Picture the following scenario: It is the 21st century and we are in a fictional nation somewhere on the planet. This nation is going through a difficult phase as countless external, as well as internal factors in the last centuries, contributed to an economic situation that is anything but prosperous. Venture capitalists are hesitant to invest in this volatile economic climate as few opportunities for profitable endeavors present themselves. So, they rather take their financial means elsewhere, further fuelling an unprecedented economic decline. In effect, no new businesses emerge, and unemployment takes a heavy toll on society. Due to these reasons, a major part of the population is facing a low standard of living that has been stagnating for years. Obviously, this dynamic also spills over to the political sphere as more and more people are searching for a culprit to channel their anger onto. Inevitably, different social groups begin to accuse each other: Nationalistic movements are gaining momentum as certain groups blame migrants for the misery while others point towards the wealthy and their capital flight. Those, in turn, argue that strict labour policies disincentivize them as they lead to a lower rate of profit compared to other countries. In this atmosphere resentments against the state are growing as well, as all of them want to take different political routes and promote different policies. The nation seems to be trapped in a downward spiral and if things continue to go this way there will not be the slightest prospect for recovery…
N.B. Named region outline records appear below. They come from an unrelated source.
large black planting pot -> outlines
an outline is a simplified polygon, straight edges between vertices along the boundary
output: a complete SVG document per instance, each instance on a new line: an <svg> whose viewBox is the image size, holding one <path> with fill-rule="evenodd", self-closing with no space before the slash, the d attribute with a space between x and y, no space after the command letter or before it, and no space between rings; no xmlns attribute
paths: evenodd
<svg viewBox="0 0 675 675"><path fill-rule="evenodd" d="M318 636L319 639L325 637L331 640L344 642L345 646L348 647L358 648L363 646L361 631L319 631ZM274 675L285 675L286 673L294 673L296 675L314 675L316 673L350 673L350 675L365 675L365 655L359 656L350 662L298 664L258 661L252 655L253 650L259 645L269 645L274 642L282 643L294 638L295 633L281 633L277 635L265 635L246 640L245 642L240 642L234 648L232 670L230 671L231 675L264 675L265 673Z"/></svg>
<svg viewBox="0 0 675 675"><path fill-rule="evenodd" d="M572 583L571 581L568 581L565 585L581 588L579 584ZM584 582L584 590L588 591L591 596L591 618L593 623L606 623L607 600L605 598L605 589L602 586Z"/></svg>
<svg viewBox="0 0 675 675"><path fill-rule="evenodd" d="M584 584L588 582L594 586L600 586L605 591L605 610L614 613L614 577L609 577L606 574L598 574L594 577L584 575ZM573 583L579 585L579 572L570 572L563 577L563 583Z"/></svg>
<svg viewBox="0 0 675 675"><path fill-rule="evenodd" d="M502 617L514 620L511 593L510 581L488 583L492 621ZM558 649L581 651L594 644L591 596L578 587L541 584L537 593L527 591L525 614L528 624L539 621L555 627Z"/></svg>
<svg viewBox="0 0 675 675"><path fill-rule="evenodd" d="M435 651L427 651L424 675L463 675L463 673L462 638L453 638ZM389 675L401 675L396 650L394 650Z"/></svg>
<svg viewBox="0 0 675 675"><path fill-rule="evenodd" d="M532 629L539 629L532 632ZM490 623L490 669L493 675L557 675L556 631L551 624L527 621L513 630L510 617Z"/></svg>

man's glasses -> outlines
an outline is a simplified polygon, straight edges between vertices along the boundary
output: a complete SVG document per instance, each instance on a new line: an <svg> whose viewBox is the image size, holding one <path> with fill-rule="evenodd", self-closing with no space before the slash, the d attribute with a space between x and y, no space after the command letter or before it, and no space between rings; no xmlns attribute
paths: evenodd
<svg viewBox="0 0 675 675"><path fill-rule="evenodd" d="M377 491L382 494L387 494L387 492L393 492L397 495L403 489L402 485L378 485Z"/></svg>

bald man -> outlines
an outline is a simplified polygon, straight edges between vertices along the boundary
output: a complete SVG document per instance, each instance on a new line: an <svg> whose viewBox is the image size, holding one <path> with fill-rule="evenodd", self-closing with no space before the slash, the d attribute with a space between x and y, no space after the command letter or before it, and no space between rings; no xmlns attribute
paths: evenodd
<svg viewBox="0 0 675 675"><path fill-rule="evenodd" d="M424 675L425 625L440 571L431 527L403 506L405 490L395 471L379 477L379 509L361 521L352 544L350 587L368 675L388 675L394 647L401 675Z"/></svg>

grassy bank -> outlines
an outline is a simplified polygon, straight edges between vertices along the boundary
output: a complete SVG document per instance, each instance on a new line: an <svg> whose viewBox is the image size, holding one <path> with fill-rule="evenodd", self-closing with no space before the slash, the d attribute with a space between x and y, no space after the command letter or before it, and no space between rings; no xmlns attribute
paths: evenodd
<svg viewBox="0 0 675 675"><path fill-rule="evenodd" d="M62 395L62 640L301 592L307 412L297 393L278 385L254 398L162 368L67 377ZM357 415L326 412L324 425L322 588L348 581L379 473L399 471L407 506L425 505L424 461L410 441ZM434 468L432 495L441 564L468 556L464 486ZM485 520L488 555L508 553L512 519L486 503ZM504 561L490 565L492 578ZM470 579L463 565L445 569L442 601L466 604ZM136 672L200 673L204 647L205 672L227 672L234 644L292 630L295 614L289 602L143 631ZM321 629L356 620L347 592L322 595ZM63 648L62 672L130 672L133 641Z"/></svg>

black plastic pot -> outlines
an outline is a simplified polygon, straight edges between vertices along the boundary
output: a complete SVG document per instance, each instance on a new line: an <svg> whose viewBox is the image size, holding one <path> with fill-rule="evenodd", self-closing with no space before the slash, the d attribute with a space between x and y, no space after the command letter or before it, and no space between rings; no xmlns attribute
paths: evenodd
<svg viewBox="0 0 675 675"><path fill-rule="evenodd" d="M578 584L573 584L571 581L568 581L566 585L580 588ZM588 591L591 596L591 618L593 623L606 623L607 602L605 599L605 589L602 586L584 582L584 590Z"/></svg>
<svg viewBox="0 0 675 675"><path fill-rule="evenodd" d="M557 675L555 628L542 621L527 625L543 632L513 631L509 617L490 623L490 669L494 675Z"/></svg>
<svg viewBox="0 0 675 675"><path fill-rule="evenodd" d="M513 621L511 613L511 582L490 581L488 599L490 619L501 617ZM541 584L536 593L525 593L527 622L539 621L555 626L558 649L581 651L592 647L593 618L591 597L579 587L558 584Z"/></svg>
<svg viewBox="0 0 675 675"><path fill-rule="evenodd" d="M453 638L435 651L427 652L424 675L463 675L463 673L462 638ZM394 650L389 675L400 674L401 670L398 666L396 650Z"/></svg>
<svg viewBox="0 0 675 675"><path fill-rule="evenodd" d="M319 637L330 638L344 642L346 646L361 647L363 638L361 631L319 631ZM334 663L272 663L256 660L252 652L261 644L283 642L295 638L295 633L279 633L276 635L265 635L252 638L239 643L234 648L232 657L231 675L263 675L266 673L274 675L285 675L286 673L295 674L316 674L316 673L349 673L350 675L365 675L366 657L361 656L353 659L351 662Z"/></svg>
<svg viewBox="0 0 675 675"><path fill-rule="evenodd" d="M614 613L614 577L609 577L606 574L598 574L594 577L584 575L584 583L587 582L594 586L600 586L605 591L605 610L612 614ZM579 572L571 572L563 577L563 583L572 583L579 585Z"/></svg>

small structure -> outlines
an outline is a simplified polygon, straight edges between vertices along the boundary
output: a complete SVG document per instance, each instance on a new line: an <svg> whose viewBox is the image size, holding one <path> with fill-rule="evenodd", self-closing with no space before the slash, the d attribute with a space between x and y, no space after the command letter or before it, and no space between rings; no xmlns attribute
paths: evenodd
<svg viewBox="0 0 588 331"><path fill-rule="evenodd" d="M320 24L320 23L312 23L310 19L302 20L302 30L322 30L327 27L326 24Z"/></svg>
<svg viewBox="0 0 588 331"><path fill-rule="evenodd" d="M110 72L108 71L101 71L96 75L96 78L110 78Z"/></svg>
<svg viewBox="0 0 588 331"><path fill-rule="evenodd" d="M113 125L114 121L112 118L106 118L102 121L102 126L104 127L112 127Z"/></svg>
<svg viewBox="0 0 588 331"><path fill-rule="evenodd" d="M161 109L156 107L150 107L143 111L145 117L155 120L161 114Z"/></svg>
In these tense times, you enter the scene as the representant of one of four socio-economic groups: The working-class, middle-class, capitalist-class, or the state, each of which depicts a different income layer of society. Your task is to revive the economy and reshape the political landscape to finally turn the tide for your people and bring forth a new era of wealth, prosperity, and political progress. However, each group’s agenda is distinct and aims for different things: The working-class is interested in a high prosperity and is employed in both the public and private sectors. The capitalist-class aims to generate a high profit and does so by producing goods and services through the creation of companies or by foreign trade. The middle class is somewhere in the middle as it features both aspiring capitalists (i.e., small- and medium-sized business owners) and workers (traditionally white-collar employees). Finally, the state must focus on the needs of all of the classes to keep its legitimacy high while also dealing with everyday crises.
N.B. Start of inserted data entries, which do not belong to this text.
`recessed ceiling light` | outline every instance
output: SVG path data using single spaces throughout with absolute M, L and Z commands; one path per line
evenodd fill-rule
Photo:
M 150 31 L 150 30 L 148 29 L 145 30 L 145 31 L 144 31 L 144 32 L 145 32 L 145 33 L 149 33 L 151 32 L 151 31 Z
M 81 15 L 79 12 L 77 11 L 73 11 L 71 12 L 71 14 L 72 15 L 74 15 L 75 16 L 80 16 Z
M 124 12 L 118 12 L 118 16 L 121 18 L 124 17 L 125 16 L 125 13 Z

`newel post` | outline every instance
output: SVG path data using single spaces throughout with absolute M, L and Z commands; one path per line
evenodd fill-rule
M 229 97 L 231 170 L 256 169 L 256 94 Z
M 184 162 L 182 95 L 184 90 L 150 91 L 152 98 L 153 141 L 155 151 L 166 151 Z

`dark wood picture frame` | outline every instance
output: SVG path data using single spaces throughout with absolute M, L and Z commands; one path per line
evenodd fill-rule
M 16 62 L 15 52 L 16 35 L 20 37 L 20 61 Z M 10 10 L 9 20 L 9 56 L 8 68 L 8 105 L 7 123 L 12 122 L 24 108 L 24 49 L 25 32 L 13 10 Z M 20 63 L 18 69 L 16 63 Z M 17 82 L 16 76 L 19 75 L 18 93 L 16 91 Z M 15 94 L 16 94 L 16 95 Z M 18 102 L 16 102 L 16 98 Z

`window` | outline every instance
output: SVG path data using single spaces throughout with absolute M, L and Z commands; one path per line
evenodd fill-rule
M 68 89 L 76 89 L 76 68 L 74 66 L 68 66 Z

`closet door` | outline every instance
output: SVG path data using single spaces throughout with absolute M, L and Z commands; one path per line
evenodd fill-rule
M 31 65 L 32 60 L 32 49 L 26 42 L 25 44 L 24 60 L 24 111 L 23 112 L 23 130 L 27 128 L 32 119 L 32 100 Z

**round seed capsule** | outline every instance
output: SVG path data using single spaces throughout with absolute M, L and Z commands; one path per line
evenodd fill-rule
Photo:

The game goes on for five rounds, each of them containing an action phase, a production phase, and an election phase. The action phase is the core part of the game as it is the phase in which the players get the chance to pursue their agendas and apply their strategies, having six turns to do their actions: Those can be based on action cards or on basic actions (all of which are class-specific due to the game´s asymmetric nature). Mostly, the players will be forced to interact with each other economically as the success of each group depends to a certain degree on the actions of the others. For example, if the capitalists do not build companies, workers cannot produce goods and services (which takes place during the production phase) and, consequentially, will not earn wages used to enhance their prosperity. As a result, this leads to an overall economic decline for everyone.
Additionally, the players cannot solely focus on their economic relations, but they must also try to change the ideas on top of which the nation´s socio-economic framework rests. These ideas, once bundled together, depict the ideology they will try to propagate through political means like lobbying for certain policies, using public influence through the media, or exerting pressure on political actors. Finally, during the election phase, players vote for certain policies and try to turn the vote in their favor to change the state´s ideological alignment.
All of these elements create a highly dynamic game that stands out for a few reasons: First of all, the game provides the unique opportunity to be used as a testing ground (or as a simulation of some sort) for the political and economic implications of real-life policies. Secondly, it features a strong “role-playing” aspect as the players are forced to look at the game through the eyes of their class, having to communicate with each other to reach their individual goals. Thirdly, the game has a very high replayability value as on one hand, the playstyle changes drastically based on the faction you play, and on the other, as policies change, completely different scenarios take place on the board, making every game feel very different.
All of the above make our game unique, both in gameplay and vision and we are sure you will agree as soon as you try it out and dive into the world of Hegemony!